In analysing the issue of customer sexual
harassment, we place it within the larger
social, economic and political context in
which women’s work is shaped, illustrating
how the nature of retail service work positions
women as workers. Our findings indicate
that sexual harassment by customers is a
pervasive feature of retail service work — one
to which female workers are especially vulnerable given pressures to provide ‘quality
customer service’ and to be evaluated on that
basis. Though female retail workers use
considerable creativity and skill in dealing
with harassment, their resistance to it is
nevertheless constrained in a highly competitive context which ultimately privileges
the customer.

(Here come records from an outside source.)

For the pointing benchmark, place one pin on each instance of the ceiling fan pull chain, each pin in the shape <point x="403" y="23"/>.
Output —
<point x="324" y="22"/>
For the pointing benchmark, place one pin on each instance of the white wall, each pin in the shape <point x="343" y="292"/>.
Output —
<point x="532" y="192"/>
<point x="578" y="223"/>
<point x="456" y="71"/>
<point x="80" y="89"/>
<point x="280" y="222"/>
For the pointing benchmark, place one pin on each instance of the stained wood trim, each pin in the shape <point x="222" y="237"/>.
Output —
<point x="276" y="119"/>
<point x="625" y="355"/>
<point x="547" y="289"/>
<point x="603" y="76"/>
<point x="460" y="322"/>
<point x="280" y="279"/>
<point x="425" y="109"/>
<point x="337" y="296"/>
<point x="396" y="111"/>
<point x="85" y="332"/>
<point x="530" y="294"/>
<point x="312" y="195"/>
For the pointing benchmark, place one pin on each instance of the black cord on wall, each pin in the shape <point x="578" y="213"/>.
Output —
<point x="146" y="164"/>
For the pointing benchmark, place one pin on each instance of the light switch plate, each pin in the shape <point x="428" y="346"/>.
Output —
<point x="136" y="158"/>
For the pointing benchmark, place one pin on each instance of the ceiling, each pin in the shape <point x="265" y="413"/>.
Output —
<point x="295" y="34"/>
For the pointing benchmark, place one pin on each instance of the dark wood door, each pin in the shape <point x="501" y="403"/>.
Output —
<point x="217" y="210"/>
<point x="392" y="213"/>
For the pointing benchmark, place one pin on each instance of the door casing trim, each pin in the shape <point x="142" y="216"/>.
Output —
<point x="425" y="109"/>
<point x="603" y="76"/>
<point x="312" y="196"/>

Following Weeks et al. (1986),
who illustrate how employer–employee and
co-worker sexual harassment became a
‘legitimate public issue’ in the 1980s, we
argue that customer sexual harassment must
undergo a similar ‘problematization’ within
academic research, and within public conscience, before front-line retail workers will
have the means to deal with it effectively.
In the following sections, we discuss these
findings in greater detail, First, however, we
briefly address several related issues which are
important for contextualizing the study and
the issue of customer sexual harassment itself.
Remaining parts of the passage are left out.